体力的な

心や思考にも体力的な制限が存在するように思う。それは書く行為にも。

何かゲージのようなものがあり、そのゲージが極端に満ちるか擦り減るまではちっとも書こうと思わなくなった。

 

これが衰えというやつなのだろう。

 

今はYouTubeで夜な夜なデッドバイデイライトというゲーム実況を観るのにハマっている。

 

ズシャアー(刃物で別プレイヤーを斬りつける音)

キャーッッ‼︎(斬りつけられたプレイヤーの絶叫)

デーン(斬りつけられたプレイヤーの体が処刑台のような場所に吊るされる音)

 

基本的にこの3つの音を聞くまでのドラマを延々と観ている。

 

自分でプレイする度胸はない。

 

自室にゲーム環境を整え、ゲームの世界で実際に自分がプレイヤーを動かすことを考えると恐怖でどうにかなりそうだ。

 

その前に面倒だし…。面倒な作業をして環境を整え、そこから気が狂うほどの恐怖体験をしたいというモチベーションが湧かない。

 

それに比べて、YouTubeの高カロリーさといったら。

クリックひとつで安全な場所から異世界の冒険を体験できてしまうんだから。

怖くなったら、拾われてきた野良猫が飼い猫に変貌するシンデレラストーリーを観ればいいし、いくらでも気分を変えられる。

 

私は自分を癒すために随分とインスタントな武器を手に入れたのだ。

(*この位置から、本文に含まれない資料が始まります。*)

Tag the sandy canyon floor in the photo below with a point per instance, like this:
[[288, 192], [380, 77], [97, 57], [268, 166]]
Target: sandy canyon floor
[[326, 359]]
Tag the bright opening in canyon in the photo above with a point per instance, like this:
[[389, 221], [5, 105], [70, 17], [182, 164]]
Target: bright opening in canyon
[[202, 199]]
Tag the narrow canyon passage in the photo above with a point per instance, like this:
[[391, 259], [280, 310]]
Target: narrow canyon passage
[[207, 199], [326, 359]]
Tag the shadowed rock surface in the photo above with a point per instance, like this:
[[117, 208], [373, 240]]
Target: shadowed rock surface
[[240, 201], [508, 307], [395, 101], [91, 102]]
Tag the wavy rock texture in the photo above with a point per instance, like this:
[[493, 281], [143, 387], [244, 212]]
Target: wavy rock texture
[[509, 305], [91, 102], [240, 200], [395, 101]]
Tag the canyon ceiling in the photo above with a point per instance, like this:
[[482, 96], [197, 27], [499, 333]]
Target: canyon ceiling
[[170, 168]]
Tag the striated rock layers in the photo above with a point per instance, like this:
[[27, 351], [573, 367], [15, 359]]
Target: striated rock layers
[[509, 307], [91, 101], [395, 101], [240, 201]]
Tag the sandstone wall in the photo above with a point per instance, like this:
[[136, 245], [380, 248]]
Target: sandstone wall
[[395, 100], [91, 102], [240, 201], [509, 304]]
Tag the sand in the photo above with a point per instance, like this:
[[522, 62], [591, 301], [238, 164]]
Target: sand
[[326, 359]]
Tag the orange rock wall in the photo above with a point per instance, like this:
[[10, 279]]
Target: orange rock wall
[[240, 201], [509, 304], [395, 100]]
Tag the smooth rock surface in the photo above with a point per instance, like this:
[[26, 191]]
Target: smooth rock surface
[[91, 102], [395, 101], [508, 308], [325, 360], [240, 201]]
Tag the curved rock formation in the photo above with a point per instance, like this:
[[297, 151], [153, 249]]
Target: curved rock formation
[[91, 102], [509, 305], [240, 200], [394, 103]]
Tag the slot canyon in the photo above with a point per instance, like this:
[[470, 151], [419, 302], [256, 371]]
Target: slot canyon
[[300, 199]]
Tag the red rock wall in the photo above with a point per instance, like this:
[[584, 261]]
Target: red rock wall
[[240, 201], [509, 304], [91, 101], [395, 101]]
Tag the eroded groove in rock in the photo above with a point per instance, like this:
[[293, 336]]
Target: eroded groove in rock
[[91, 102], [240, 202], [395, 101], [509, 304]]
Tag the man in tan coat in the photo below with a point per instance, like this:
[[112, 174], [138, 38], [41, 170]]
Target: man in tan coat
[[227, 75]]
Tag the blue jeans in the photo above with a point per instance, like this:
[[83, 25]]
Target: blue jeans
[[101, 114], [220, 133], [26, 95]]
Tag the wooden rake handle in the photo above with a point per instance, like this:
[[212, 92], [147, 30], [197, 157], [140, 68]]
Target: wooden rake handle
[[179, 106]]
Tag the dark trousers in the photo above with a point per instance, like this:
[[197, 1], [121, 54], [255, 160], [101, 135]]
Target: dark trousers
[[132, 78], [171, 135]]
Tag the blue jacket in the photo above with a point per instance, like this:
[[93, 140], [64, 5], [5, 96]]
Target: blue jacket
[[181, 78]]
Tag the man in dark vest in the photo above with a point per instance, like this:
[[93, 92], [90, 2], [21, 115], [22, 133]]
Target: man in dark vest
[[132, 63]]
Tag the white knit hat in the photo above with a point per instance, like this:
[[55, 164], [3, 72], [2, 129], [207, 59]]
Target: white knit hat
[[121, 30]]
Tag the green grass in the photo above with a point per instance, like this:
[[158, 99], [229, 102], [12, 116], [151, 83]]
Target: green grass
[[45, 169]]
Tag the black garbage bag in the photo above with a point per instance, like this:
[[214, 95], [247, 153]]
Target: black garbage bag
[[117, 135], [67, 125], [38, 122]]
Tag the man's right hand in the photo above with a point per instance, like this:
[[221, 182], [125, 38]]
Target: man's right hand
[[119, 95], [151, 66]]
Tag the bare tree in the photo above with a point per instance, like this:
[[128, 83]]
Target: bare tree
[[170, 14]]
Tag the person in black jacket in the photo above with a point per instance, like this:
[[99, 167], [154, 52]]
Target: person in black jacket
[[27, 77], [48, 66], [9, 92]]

あっという間に時間が経ち、明日が来て、また働き、そしてYouTubeTwitterの世界に帰る。

 

これが平穏な生活というものか。

 

何も生み出さず、貯金額を気にしながら些細な人間関係や老化に気を揉み、それらから解放されるためにYouTubeに時間を費やす。

 

かつて抱いた何者かになりたい焦燥もありありとは感じられない。

 

それなりに満足のいく仕事でご飯を食べられている何者かに、もうなっている。

 

自分の機嫌を取るために余剰なお金の使い道を検討できる。誰と過ごすために時間やお金を使うべきか選ぶことができる。

 

何者かになるために、自分や他人に過度な不安や期待を抱かなくていい。

 

かつては、自分はもっと面白い人間なんだと思っていたけれど。

大して面白くないことを知り、その痛みにも慣れ、いよいよ解放されつつある。

そこまで面白くもない自分でも、もう何者かではある。それ以上も以下もない。